Looks like loss is wrong

Question

Looks like loss is wrong

a1526772 opened this issue 3 years ago · comments

Isn't the similarity mat sharded? So you would gather after image_logits = torch.cat(ims) @ torch.cat(txt).t() (line 66 wrapper.py) not before.

Cade Gordon · Answer 1 · Wed Jun 02 2021 13:15:42 GMT+0800 (China Standard Time)

This a super useful question! For future viewers I’ll quote the section of the paper in discussion. “The calculation of embedding similarities was also sharded with individual GPUs computing only the subset of the pairwise similarities necessary for their local batch of embeddings.”

Let’s start with your question first! The matrix itself is not sharded because we use that final matrix to calculate gradients.
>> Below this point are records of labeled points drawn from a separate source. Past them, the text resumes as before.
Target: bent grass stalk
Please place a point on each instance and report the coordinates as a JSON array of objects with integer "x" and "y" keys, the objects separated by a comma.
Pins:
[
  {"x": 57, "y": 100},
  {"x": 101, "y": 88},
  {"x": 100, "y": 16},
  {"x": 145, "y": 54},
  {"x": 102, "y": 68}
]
That matrix itself is super heavy (5GB alone in fp32 for a batch size as described in the paper 🤯) and local batches only need a subset of it for updates. When we calculate the total matrix we only use it for logging purposes under the torch.no_grad flag. If we use a “naive” implementation we would calculate loss and backprop right there on the spot. As stated in that quote, they use sharding to compute the necessary similarities on GPU. This alteration save as A LOT of memory overhead and keeps you from waiting very long.

This paragraph seems to be interpreted differently by me and another paper. From my read, I interpreted as the GPUs did a gather of the logits and then calculated losses. However, a recent paper which trains a more data-efficient CLIP (https://arxiv.org/abs/2104.08945) states that authors did not gather logits across the GPU in the original CLIP paper. But their work does state that the gathering of logits was important to their data-efficient training! I’m actively working to append their implementation to this repository so hopefully it can be used in the future too.